Silver nitrate has a broad antimicrobial spectrum but penetrates the burn wound only minimally. Although silver sulfadiazine is most commonly used for topical therapy in patients with burn wounds, it contains lower antibacterial levels than mafenide acetate and will not penetrate burn eschar. Avoiding aggressive debridement and extreme pressure on the affected ear (ie, the use of excessive dressings or a pillow) has been shown to markedly decrease the incidence of chondritis. Early excision and grafting are not recommended.


References
1. Bernard SL. Reconstruction of the burned nose and ear. Clin Plast Surg. 2000;27:97-112.
2. Press D. Thermal, electrical, and chemical injuries. In: Aston SJ, Beasley RW, Thorne CH, eds. Grabb & Smith's Plastic Surgery. 5th ed. Philadelphia, Pa: Lippincott-Raven; 1997:161-191.
3. Rosenthal JS. The thermally injured ear: a systematic approach to reconstruction. Clin Plast Surg. 1992;19:645-661.


A 25-year-old man has burn alopecia after sustaining a burn wound involving 35% of the hair-bearing scalp. Which of the following is the most appropriate method of reconstruction in this patient?

(A) Free flap reconstruction
(B) Micrografting
(C) Minigrafting
(D) Strip grafting
(E) Tissue expansion


The correct response is Option E.

In patients with burn alopecia, the hair-bearing area of the scalp is amenable to tissue expansion; therefore, it is most appropriate for reconstruction in this patient. With this technique, large areas of the scalp can be resurfaced with similar tissue, resulting in reliable, consistent hair growth.

Grafting techniques, such as the use of micrografts, minigrafts, or strip grafts, are appropriate for management of male pattern alopecia but are unreliable in a patient with a compromised recipient site, such as a burn wound. Free flap reconstruction will allow rapid wound healing in a patient who has acute extensive and/or deep injuries involving exposed, devitalized skull.

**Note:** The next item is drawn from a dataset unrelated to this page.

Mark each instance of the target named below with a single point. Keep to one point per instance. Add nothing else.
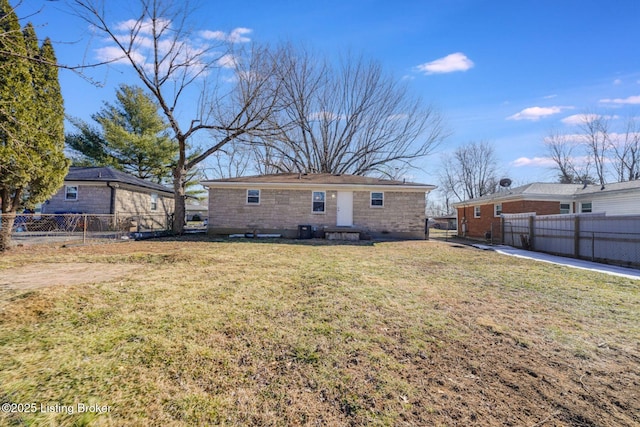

Although hair transplantation is an option in patients with burn-related alopecia, it would not be the treatment of choice in this patient because of the diminished vascularity and severe scarring seen in the recipient bed.


References
1. Achauer BM. Reconstruction of the burned face. Clin Plast Surg. 1992;19:623-636.
2. Barrera A. The use of micrografts and minigrafts for the treatment of burn alopecia. Plast Reconstr Surg. 1999;103:581-584.
3. Press B. Thermal, electrical, and chemical injuries. In: Aston SJ, Beasley RW, Thorne CH, eds. Grabb & Smith's Plastic Surgery. 5th ed. Philadelphia, Pa: Lippincott-Raven; 1997:161-190.